When Melissa Dausen, BSN, RN, CCM, spearheaded the opening of the Salinas Valley Memorial Health System Transitional Care Program in 2015, she and her colleagues could not have foreseen the COVID-19 pandemic. But the program wound up being the ideal leaping off point for creation of the SVMHS COVID Clinic, which has prevented numerous readmissions and, likely, saved many lives.
Meeting a Dire Need
Early in the pandemic, SVMHS CMO Allen Radner, MD, asked Dausen to create the COVID Clinic from an empty office across the street from the hospital. Dausen pulled together essential clinical equipment and PPE, while engaging physician volunteers from the SVMHS hospitalist service. The clinic began seeing patients in April 2020.
“All of these patients are discharging [including from the ED] with a positive COVID test and require 14 days of isolation,” Dausen says. The Transitional Care Program calls the patients twice during the first week and weekly for 30 days. The clinic also provides additional care coordination for sicker patients with comorbid conditions or who might need oxygen or medication adjustments.
Initially, clinicians saw one to four patients a day. Without dedicated RN staff, Dausen herself cleared three hours a day to see patients along-side the hospitalist. As the pandemic wore on, the caseload increased, necessitating a move to a larger space, with four exam rooms, where dedicated staff could provide in-person follow-up appointments two full days a week, seeing as many as 30 patients per day.
“We’ve even had quite a few patients come in to be checked and realize they’re in A-fib or with pulmonary edema or embolisms,” Dausen says. “I truly believe if some of our patients had not come to their appointments – they would not have survived.”
Saving Lives, Preventing Readmissions
“I truly believe if some of our patients had not come to their appointments – they would not have survived.”
Melissa Dausen, BSN, RN, CCM
Director, Continuum of Care
Dausen feels certain that Brooke Robinson, RN, CCM, Transitional Care Coordinator, may well have saved one patient’s life. During this patient’s hospital admission, it became clear that he was resistant to using the needed oxygen at home. Concerned, Robinson spoke to him several times in the first few days after discharge and arranged for the oxygen company to show him how to use the oxygen.
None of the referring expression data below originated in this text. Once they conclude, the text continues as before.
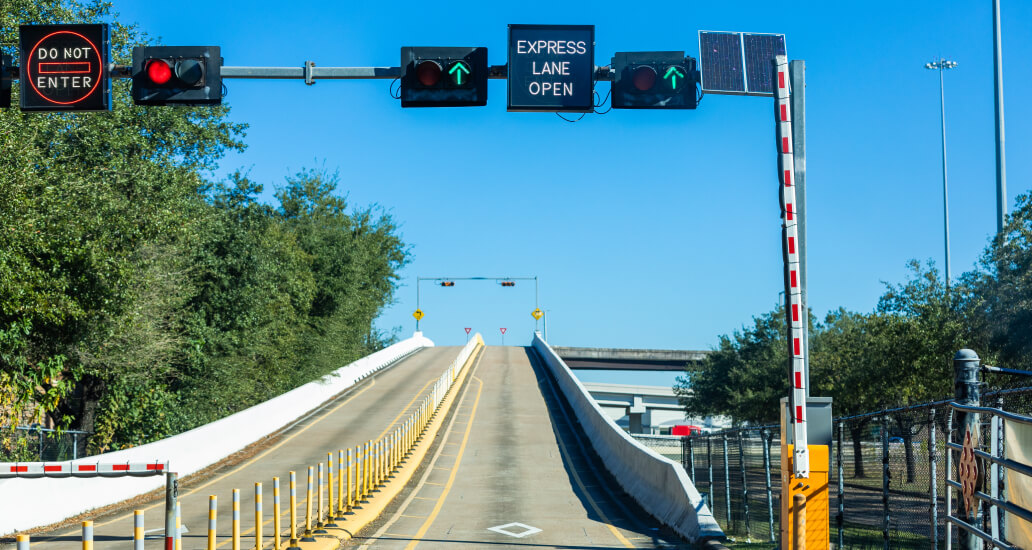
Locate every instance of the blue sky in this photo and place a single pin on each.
(647, 229)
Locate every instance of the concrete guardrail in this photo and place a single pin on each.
(656, 483)
(31, 503)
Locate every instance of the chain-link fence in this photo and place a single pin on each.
(39, 444)
(887, 477)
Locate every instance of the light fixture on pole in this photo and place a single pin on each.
(942, 65)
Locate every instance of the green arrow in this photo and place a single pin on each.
(458, 69)
(673, 79)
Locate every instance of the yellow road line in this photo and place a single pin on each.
(451, 479)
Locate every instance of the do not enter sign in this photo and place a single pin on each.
(64, 67)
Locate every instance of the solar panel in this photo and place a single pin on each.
(720, 57)
(760, 51)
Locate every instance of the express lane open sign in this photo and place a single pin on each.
(64, 67)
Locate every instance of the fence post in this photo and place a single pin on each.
(966, 391)
(727, 481)
(766, 435)
(933, 486)
(884, 480)
(840, 517)
(745, 486)
(709, 465)
(171, 494)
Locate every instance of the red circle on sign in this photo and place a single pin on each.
(96, 81)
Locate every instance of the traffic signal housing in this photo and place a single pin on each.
(444, 76)
(176, 75)
(654, 79)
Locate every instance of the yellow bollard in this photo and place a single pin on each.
(293, 510)
(137, 529)
(258, 516)
(308, 510)
(87, 535)
(236, 520)
(276, 513)
(213, 507)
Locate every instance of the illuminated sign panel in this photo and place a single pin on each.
(64, 67)
(551, 67)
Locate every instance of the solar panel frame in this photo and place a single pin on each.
(745, 63)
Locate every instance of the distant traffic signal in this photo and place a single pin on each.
(444, 76)
(5, 63)
(176, 75)
(654, 79)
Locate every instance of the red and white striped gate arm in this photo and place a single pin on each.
(81, 470)
(801, 457)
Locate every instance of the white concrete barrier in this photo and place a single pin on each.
(656, 483)
(31, 503)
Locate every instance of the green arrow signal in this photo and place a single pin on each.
(457, 70)
(673, 73)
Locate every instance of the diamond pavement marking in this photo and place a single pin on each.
(503, 529)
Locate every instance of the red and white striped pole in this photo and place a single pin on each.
(794, 296)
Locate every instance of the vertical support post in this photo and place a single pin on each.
(213, 511)
(1001, 162)
(235, 535)
(727, 481)
(933, 486)
(276, 513)
(171, 494)
(766, 434)
(793, 288)
(884, 481)
(88, 535)
(258, 516)
(967, 391)
(137, 529)
(745, 485)
(840, 517)
(293, 510)
(709, 464)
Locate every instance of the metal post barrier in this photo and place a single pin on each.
(88, 535)
(727, 481)
(213, 510)
(179, 525)
(293, 511)
(766, 437)
(745, 485)
(171, 494)
(933, 489)
(840, 517)
(307, 537)
(137, 529)
(258, 516)
(884, 481)
(799, 521)
(347, 489)
(709, 465)
(236, 520)
(967, 391)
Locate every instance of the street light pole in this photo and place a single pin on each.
(942, 65)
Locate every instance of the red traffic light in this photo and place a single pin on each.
(644, 77)
(159, 71)
(428, 72)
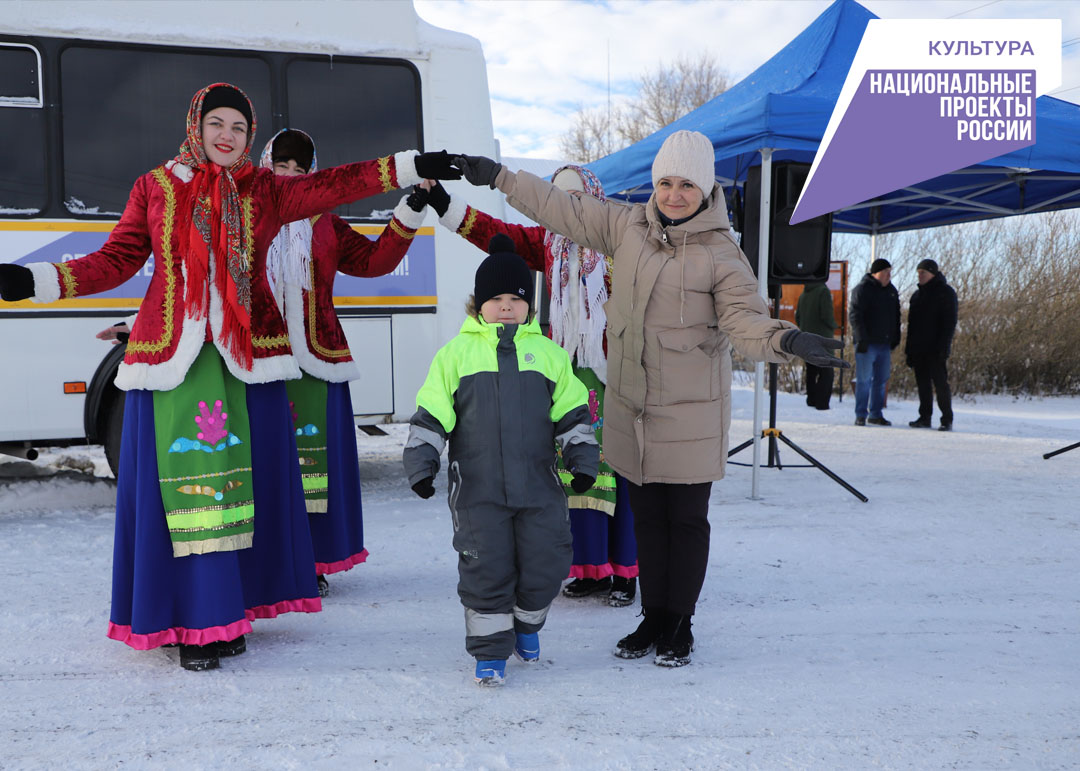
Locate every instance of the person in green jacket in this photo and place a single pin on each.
(505, 396)
(814, 313)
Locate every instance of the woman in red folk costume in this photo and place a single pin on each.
(211, 528)
(579, 280)
(301, 264)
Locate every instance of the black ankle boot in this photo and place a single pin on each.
(622, 592)
(640, 640)
(197, 658)
(234, 647)
(676, 644)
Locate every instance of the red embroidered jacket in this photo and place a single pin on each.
(164, 341)
(310, 314)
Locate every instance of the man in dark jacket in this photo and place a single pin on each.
(875, 326)
(814, 313)
(931, 321)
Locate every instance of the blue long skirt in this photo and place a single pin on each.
(158, 598)
(338, 532)
(604, 544)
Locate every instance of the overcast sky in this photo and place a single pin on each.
(548, 57)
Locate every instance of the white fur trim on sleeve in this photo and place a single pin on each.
(46, 282)
(407, 217)
(405, 167)
(331, 372)
(180, 171)
(455, 214)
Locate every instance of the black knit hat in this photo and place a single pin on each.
(227, 96)
(293, 145)
(502, 272)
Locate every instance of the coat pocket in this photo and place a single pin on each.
(689, 365)
(615, 333)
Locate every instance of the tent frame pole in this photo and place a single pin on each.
(765, 227)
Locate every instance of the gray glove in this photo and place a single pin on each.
(813, 349)
(478, 170)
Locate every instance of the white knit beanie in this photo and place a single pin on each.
(688, 154)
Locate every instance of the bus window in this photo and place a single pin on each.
(123, 111)
(356, 109)
(22, 161)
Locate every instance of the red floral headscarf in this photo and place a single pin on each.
(216, 225)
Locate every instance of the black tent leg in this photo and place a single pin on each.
(1058, 451)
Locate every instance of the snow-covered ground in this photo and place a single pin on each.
(934, 626)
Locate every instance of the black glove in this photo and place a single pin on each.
(435, 165)
(439, 199)
(812, 348)
(16, 283)
(478, 170)
(580, 483)
(418, 199)
(424, 487)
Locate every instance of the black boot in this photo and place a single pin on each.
(622, 592)
(234, 647)
(676, 644)
(583, 587)
(197, 658)
(640, 640)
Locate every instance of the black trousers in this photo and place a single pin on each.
(932, 376)
(671, 525)
(819, 386)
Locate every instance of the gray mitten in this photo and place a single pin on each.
(812, 349)
(478, 170)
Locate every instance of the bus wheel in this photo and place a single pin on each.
(113, 430)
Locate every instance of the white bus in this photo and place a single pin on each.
(92, 95)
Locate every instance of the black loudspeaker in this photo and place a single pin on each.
(798, 254)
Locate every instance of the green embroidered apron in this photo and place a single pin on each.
(307, 398)
(601, 497)
(204, 459)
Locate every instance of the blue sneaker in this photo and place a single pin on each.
(491, 673)
(527, 647)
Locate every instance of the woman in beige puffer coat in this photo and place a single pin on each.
(683, 294)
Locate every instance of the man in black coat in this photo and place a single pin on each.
(931, 322)
(875, 327)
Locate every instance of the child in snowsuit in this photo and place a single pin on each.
(504, 395)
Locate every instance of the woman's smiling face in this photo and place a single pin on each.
(225, 135)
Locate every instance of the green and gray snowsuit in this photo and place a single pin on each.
(504, 395)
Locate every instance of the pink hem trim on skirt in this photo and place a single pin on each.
(178, 635)
(341, 565)
(305, 605)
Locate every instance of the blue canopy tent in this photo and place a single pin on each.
(785, 106)
(780, 112)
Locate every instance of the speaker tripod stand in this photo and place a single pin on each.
(772, 433)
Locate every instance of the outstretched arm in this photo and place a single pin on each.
(306, 195)
(360, 256)
(477, 228)
(125, 251)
Eventually, she sent a transport team to bring the patient in for a follow-up appointment.
“When he got here, he was gray and ashen, with his oxygen saturation at 70%,” Dausen says. “He was admitted immediately, got better, and eventually was discharged home.” Robinson received a DAISY Award® for her passion and persistence.
As of January 5, 2021, the COVID Clinic had covered more than 1,000 patient visits since opening, keeping the readmission rate for its highly vulnerable patients to less than 6.5%. Dausen says those results speak to the dedication of the nurses, the hospitalists that stepped up and the unwavering support from SVMHS hospital administration.